Text analytics


Data science is commonly viewed in the numerical realm, but this growing field can also be applied to non-numerical data, such as text. This tutorial explores some key algorithms for making sense of text data, including basic text analytics, Markov chains, and sentiment analysis.

Introduction to data science, Part 1: “Data, structure, and the data science pipeline” explores the various types of data and shows how to extract value from it. But, not all data is structured and in a form that makes it easy to manipulate. Some data, such as text, is unstructured and requires different mechanisms extract insights. Text analytics, or text data mining, is the process of deriving information from text using a variety of methods. This tutorial explores some basic techniques, with a look at more advanced approaches using the Natural Language Toolkit (NLTK).

Install the NLTK

To use NLTK, you need Python V2.7, 3.4, or 3.5. With one of those Python versions installed, simply perform the steps in Listing 1 to install NLTK. These instructions use pip, the Python package manager.

Listing 01. Installing NLTK

$ sudo pip install ‑U nltk
$ sudo pip install –U requests

To verify that you’ve installed NLTK correctly, try to import NLTK interactively through Python, as shown below. If the imports fail, there’s an installation issue.

Listing 02. Testing the installation

$ python
Python 2.7.12+ (default, Sep 17 2016, 12:08:02) 
[GCC 6.2.0 20160914] on linux2
Type "help", "copyright", "credits" or "license" for more information.
>>> import nltk
>>> import requests

With NLTK installed, you can now follow along with the examples in the next three sections. You can find these examples on GitHub.

Basic text analytics

The NLTK provides a range of capabilities, but all of them require ingesting text to perform any kind of analytics. Let’s start with a look at text ingest and some simple analytics.

Listing 3 provides a simple example of ingesting a sample corpus and tokenization in two forms: sentences and words. I use the Python requests library to read text from Charles Darwin’s On the Origin of Species from Project Gutenberg. I then apply two tokenizers to the text response (where a tokenizer breaks a string into substrings based on boundary). In the first example, I use sent_tokenize to break the text into individual sentences (using a period, or full stop, [.] as a boundary). In the second example, I use word_tokenize to break the text into individual words (based on spaces and punctuation). The length of the sentence and word list are emitted along with a random sentence and word (as a function of the total size).

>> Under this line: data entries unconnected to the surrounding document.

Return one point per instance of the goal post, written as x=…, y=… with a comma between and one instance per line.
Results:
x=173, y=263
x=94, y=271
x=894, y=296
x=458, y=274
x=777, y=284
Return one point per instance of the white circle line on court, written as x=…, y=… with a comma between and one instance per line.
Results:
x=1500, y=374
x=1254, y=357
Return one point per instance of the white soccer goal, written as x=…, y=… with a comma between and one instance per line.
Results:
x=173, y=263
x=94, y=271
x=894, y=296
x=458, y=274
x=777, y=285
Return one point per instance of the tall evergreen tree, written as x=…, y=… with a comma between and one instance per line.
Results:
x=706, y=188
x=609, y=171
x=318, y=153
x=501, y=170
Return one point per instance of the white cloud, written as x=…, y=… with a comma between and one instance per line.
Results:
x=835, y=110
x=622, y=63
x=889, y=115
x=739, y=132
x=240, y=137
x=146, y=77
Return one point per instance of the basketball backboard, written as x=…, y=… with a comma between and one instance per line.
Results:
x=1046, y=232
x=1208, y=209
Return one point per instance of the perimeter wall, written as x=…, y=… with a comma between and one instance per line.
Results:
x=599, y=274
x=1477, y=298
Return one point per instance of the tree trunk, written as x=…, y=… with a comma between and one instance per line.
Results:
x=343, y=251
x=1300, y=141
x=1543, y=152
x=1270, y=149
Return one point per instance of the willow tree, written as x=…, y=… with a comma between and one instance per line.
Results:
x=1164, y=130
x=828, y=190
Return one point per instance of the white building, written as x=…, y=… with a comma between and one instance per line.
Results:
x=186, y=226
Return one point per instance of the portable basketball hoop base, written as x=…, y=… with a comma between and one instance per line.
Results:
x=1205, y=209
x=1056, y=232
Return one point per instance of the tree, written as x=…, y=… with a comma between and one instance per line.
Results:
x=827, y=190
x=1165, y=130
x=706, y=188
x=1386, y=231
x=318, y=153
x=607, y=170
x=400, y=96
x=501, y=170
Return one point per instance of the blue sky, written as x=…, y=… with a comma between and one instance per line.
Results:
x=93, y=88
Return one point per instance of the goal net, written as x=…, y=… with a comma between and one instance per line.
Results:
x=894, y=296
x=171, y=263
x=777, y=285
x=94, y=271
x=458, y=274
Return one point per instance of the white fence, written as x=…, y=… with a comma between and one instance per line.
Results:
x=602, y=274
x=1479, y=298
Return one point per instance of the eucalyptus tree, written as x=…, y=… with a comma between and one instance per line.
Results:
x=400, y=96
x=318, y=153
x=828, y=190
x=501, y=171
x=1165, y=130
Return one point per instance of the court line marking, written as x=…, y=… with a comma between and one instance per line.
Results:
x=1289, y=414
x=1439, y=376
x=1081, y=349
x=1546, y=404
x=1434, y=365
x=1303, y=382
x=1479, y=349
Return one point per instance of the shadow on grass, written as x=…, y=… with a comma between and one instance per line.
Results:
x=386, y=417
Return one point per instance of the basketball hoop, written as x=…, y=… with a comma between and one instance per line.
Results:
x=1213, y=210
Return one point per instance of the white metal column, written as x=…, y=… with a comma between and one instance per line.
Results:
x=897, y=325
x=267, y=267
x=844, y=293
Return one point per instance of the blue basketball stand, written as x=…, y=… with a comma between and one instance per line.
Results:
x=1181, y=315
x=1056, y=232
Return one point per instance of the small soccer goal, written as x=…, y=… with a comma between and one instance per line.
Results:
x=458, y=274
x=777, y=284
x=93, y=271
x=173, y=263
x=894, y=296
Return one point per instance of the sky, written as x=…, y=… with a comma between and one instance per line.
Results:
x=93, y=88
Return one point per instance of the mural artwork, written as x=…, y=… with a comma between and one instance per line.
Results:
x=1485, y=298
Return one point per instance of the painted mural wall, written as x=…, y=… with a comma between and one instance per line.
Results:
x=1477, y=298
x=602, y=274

Listing 03. Tokenization of a sample corpus (tokens.py)

import nltk
import requests
import random
from nltk.tokenize import sent_tokenize
from nltk.tokenize import word_tokenize

#Read the "Origin of Species"
r = requests.get("https://www.gutenberg.org/cache/epub/1228/pg1228.txt");

#Tokenize sentences from the text 
sent = sent_tokenize( r.text )

print len( sent )
print sentrandom.randint(0,len(sent))
#Tokenize words from the text
words = word_tokenize( r.text )

print len( words )
print words random.randint(0,len(words))     

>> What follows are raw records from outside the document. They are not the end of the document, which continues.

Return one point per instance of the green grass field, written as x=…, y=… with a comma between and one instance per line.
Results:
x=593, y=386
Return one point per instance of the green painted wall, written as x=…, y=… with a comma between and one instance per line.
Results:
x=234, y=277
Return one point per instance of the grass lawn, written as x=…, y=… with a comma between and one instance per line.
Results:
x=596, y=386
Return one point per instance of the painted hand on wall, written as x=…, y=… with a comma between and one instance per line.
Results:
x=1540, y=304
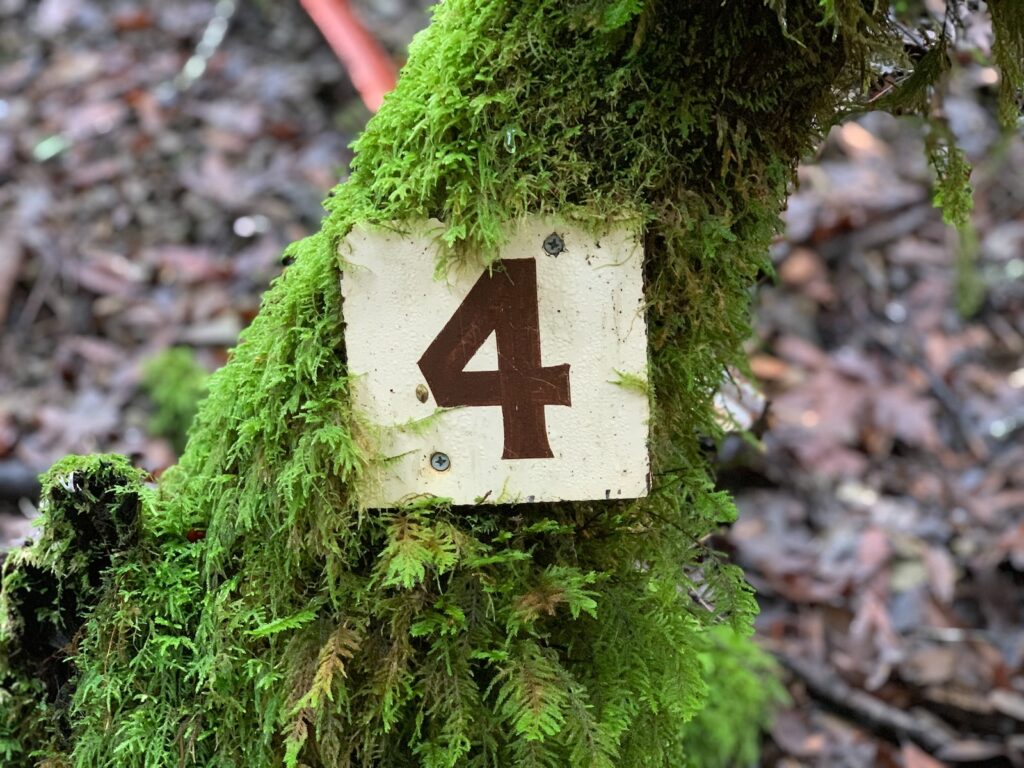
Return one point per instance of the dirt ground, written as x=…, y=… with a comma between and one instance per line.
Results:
x=144, y=203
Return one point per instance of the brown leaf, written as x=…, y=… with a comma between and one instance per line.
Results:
x=941, y=573
x=914, y=757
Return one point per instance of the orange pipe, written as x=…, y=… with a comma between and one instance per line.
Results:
x=371, y=69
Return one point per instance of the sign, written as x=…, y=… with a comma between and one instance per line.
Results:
x=525, y=382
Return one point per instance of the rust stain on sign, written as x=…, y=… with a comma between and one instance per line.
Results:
x=523, y=366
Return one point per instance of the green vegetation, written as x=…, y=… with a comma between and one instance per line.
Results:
x=264, y=617
x=175, y=382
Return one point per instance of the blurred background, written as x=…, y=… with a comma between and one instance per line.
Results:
x=156, y=158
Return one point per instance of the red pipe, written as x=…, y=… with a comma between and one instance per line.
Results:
x=369, y=66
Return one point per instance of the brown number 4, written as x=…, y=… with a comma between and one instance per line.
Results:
x=503, y=302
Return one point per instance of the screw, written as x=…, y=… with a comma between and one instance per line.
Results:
x=553, y=244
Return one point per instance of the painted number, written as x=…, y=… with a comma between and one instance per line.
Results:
x=502, y=302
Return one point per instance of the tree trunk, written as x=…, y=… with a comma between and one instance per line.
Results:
x=265, y=617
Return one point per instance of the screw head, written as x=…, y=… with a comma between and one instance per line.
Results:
x=553, y=244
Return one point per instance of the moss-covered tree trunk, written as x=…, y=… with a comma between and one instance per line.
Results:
x=258, y=615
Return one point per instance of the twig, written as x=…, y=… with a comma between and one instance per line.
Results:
x=928, y=731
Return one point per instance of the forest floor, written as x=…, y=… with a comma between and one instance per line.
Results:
x=883, y=517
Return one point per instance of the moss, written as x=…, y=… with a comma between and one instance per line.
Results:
x=175, y=383
x=92, y=508
x=266, y=619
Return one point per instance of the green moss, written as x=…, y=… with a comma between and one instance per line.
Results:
x=92, y=508
x=266, y=617
x=175, y=382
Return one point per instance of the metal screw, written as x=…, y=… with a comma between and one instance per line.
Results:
x=553, y=244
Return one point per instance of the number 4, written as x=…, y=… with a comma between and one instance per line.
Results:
x=503, y=302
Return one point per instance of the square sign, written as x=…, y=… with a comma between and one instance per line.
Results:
x=521, y=383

The output from the Python script above is shown below. As you can see, the sample text consists of 4,901 sentences and 179,661 words.

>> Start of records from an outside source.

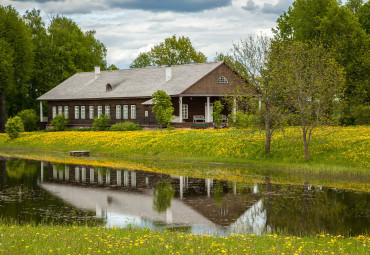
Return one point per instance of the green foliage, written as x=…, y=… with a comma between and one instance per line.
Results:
x=311, y=81
x=13, y=126
x=173, y=51
x=29, y=119
x=217, y=116
x=162, y=195
x=162, y=108
x=59, y=123
x=361, y=115
x=101, y=122
x=125, y=126
x=340, y=31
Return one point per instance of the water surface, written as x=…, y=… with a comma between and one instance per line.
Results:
x=38, y=192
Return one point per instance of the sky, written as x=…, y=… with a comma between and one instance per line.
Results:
x=129, y=27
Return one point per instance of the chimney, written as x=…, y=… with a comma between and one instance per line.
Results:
x=97, y=72
x=168, y=73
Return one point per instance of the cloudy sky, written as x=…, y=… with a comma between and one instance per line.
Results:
x=128, y=27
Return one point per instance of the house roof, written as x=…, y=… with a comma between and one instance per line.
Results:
x=138, y=82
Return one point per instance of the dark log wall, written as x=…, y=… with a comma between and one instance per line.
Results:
x=209, y=83
x=140, y=110
x=196, y=103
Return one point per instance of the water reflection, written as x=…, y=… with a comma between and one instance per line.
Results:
x=41, y=191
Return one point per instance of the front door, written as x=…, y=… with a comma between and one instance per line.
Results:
x=210, y=112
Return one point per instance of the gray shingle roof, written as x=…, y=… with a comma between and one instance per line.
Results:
x=139, y=82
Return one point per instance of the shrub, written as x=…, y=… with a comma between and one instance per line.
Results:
x=59, y=123
x=29, y=119
x=13, y=126
x=101, y=122
x=125, y=126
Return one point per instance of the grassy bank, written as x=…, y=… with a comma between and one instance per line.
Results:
x=17, y=239
x=332, y=148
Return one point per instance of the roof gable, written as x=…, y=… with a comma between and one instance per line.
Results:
x=139, y=82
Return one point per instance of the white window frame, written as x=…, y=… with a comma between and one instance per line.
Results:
x=222, y=80
x=185, y=111
x=54, y=111
x=133, y=111
x=125, y=112
x=100, y=110
x=91, y=112
x=83, y=112
x=66, y=115
x=60, y=110
x=118, y=112
x=77, y=112
x=107, y=110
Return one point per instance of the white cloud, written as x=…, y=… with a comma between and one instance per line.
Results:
x=126, y=33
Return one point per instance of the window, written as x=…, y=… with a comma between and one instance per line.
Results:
x=54, y=110
x=60, y=110
x=91, y=112
x=133, y=111
x=83, y=110
x=222, y=79
x=118, y=112
x=100, y=110
x=77, y=112
x=185, y=111
x=66, y=112
x=125, y=112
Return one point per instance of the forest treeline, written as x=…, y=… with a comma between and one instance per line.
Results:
x=36, y=57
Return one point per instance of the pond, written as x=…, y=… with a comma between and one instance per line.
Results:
x=43, y=192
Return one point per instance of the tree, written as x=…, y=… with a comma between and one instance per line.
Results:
x=17, y=48
x=363, y=15
x=311, y=81
x=354, y=5
x=173, y=51
x=340, y=31
x=162, y=108
x=6, y=74
x=251, y=56
x=217, y=116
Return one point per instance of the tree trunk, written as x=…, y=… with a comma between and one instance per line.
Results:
x=268, y=135
x=2, y=113
x=306, y=152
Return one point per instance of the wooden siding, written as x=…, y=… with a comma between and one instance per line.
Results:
x=209, y=83
x=140, y=110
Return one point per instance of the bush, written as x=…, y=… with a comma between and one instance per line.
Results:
x=59, y=123
x=29, y=119
x=125, y=126
x=13, y=126
x=101, y=122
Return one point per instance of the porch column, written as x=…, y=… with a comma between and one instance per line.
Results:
x=180, y=109
x=208, y=110
x=41, y=112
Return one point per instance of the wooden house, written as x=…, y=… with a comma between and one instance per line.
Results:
x=125, y=95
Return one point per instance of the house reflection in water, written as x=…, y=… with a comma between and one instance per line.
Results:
x=146, y=199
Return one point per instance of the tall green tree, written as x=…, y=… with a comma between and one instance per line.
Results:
x=162, y=108
x=16, y=44
x=311, y=81
x=339, y=30
x=173, y=51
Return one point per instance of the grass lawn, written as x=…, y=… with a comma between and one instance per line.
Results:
x=17, y=239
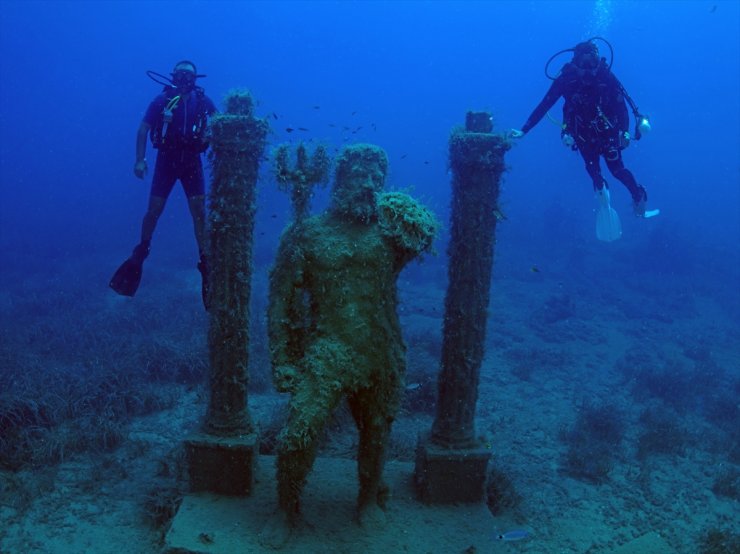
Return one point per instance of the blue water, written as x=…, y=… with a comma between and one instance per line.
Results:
x=400, y=75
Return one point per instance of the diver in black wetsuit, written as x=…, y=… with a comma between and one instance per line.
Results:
x=595, y=117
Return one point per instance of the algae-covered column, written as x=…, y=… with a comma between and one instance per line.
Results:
x=451, y=463
x=221, y=457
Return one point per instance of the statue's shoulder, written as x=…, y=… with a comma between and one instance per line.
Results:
x=406, y=221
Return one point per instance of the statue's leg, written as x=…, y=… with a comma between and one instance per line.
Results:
x=373, y=410
x=311, y=406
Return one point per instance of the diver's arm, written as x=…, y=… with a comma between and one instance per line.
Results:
x=140, y=166
x=141, y=141
x=547, y=102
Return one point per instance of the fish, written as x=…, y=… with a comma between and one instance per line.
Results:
x=500, y=216
x=513, y=535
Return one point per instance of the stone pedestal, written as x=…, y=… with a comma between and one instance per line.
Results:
x=222, y=465
x=445, y=476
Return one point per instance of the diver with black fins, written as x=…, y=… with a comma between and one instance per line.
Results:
x=596, y=124
x=177, y=121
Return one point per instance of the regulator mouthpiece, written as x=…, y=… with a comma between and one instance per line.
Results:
x=644, y=125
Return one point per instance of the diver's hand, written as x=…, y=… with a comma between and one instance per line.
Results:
x=285, y=377
x=140, y=169
x=624, y=140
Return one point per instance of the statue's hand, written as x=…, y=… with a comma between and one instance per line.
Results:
x=285, y=377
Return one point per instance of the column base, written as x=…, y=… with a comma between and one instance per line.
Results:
x=444, y=475
x=221, y=465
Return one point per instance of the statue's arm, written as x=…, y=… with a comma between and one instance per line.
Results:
x=287, y=313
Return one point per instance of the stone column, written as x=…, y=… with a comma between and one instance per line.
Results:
x=451, y=463
x=221, y=457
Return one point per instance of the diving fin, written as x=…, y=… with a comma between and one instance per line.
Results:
x=126, y=279
x=651, y=213
x=608, y=226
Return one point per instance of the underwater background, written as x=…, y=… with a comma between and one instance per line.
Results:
x=610, y=387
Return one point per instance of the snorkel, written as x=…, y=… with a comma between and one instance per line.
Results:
x=182, y=80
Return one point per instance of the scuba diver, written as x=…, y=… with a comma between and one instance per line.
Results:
x=176, y=121
x=596, y=123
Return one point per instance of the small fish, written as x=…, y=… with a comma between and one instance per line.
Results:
x=513, y=535
x=501, y=216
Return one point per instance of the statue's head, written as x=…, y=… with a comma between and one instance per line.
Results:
x=360, y=175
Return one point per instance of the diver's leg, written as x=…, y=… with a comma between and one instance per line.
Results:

Listing 04. Output of the tokenization script from Listing 3

$ python tokens.py 
But there is no obvious reason why, for instance, the wing of a bat, or
the fin of a porpoise, should not have been sketched out with all the
parts in proper proportion, as soon as any structure became visible in
the embryo.

Tokenization is a typical first step in processing a collection of text. In the next example, I introduce a built-in capability of the NLTK for identifying the most common words and symbols within a corpus. The NLTK includes a frequency distribution class called FreqDist that identifies the frequency of each token found in the text (word or punctuation). These tokens are stored as tuples that include the word and the number of times it occurred in the text. In this example, I use text that is resident within the NTLK (text7 refers to The Wall Street Journal corpus). I invoke the most_common function to limit the tuples that are output to the top eight and then print this set. Listing 5 shows the code.

Listing 05. Finding the most common words and symbols (most_common.py)

import nltk
import requests
from nltk import FreqDist
from nltk.book import *

fd = FreqDist(text7)

mc = fd.most_common(5)

print mc

The output from Listing 5 is shown in Listing 6. From this, you can see the import of the sample texts into Python; the last two lines represent the output of the most common tokens. Not surprisingly, punctuation like the comma (,) and period are high on the list, as is the definite article the.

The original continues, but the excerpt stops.